16. DISPUTE RESOLUTION

The parties shall attempt in good faith to resolve disputes through direct negotiation within twenty (20) business days of written notice of dispute. If unresolved, disputes shall be submitted to binding arbitration under the Commercial Arbitration Rules of the American Arbitration Association (AAA), with a single arbitrator, conducted in Montclair, NJ. Judgment on the award may be entered in any court of competent jurisdiction. Notwithstanding the foregoing, either party may seek emergency injunctive relief in court without waiving the right to arbitrate. The prevailing party is entitled to reasonable attorneys' fees and costs.

17. GOVERNING LAW

This PO is governed by the laws of the State of New Jersey, without regard to conflict-of-law principles. The United Nations Convention on Contracts for the International Sale of Goods (CISG) is expressly excluded. Any permitted court proceedings shall be brought exclusively in the state or federal courts located in Essex County, New Jersey, and both parties consent to such jurisdiction and venue.

18. ANTI-CORRUPTION

Vendor represents and warrants that it has not made, offered, or authorized, and will not make, offer, or authorize, any payment, gift, or other benefit to any government official, political party, or any person acting on Buyer's behalf in connection with this PO, in violation of any applicable anti-bribery or anti-corruption law. Vendor shall maintain accurate books and records with respect to this PO. Breach of this provision entitles Buyer to terminate immediately and seek full indemnification.
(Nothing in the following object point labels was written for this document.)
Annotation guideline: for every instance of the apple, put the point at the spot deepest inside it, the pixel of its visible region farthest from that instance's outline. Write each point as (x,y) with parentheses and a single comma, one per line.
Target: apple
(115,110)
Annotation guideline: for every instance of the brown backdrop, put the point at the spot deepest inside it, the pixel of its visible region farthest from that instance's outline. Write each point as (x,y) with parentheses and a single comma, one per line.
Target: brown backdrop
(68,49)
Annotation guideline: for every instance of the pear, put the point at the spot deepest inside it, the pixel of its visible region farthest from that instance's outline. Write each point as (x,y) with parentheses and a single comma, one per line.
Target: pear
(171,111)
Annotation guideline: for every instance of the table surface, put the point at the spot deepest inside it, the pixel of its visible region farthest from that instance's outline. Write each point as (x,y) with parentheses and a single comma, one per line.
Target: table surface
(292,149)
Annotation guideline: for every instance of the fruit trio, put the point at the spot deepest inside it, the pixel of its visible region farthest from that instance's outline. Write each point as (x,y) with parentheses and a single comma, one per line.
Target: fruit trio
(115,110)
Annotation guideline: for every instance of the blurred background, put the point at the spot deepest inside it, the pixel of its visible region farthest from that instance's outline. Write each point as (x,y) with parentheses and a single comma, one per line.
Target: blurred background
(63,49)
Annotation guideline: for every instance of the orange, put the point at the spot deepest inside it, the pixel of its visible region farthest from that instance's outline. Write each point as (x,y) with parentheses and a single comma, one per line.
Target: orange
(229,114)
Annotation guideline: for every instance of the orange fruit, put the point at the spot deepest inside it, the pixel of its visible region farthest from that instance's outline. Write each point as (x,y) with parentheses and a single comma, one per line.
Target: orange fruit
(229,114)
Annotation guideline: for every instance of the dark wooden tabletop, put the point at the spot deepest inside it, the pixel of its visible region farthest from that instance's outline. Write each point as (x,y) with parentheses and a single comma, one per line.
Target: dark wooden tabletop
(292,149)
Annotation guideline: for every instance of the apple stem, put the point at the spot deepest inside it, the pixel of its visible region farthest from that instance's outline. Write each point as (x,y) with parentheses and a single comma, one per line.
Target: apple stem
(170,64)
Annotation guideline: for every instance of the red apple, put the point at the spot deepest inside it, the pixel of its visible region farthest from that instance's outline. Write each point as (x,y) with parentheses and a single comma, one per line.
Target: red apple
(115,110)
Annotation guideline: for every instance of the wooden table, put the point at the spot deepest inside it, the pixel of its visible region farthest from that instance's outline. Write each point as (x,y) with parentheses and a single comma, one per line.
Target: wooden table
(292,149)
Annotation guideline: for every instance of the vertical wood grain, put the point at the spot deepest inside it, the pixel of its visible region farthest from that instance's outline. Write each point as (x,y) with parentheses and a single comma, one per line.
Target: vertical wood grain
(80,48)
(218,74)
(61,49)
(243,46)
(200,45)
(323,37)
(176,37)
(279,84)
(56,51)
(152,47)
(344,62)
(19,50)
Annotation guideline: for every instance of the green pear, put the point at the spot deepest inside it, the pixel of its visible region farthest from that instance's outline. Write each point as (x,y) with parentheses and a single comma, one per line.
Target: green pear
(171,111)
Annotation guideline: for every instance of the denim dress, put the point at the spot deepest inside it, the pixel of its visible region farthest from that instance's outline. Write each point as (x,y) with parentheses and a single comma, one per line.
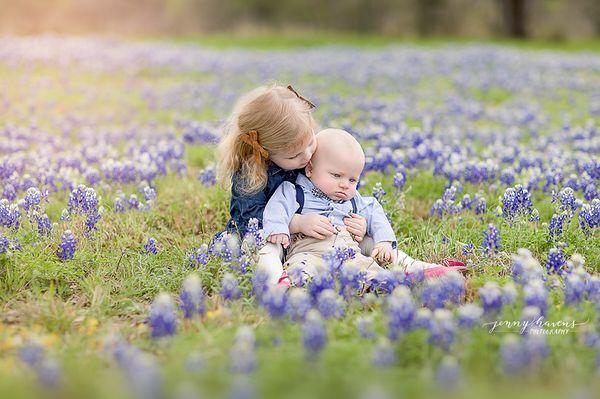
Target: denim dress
(243,207)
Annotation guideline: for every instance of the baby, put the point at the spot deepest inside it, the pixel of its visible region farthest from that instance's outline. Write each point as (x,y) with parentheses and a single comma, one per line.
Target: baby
(329,189)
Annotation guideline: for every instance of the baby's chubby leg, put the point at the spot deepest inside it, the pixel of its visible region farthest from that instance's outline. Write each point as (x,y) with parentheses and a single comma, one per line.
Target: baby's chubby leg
(402,258)
(270,259)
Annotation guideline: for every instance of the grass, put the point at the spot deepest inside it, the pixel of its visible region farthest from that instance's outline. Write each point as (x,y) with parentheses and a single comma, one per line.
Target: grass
(72,307)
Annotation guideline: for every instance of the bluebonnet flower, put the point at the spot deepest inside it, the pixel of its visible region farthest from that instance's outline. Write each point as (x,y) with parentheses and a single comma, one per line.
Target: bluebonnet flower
(243,359)
(192,297)
(162,319)
(589,216)
(149,193)
(365,327)
(513,355)
(133,202)
(507,177)
(260,282)
(4,244)
(516,200)
(150,246)
(298,304)
(10,216)
(9,192)
(400,311)
(44,226)
(230,287)
(535,294)
(567,199)
(491,240)
(119,204)
(556,260)
(422,319)
(469,315)
(32,199)
(491,297)
(383,354)
(480,206)
(274,300)
(468,249)
(314,334)
(555,227)
(448,374)
(335,259)
(198,257)
(208,176)
(590,192)
(330,304)
(68,244)
(399,180)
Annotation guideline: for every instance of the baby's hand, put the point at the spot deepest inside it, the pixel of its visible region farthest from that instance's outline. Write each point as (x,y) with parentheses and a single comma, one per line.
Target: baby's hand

19. ASSIGNMENT & SUBCONTRACTING

Vendor may not assign this PO or subcontract a material portion of the work without Buyer's prior written consent. Any attempted assignment without consent is void. Buyer may assign this PO to any affiliate or successor without Vendor's consent. Vendor remains liable for the acts and omissions of approved subcontractors as if performed by Vendor directly.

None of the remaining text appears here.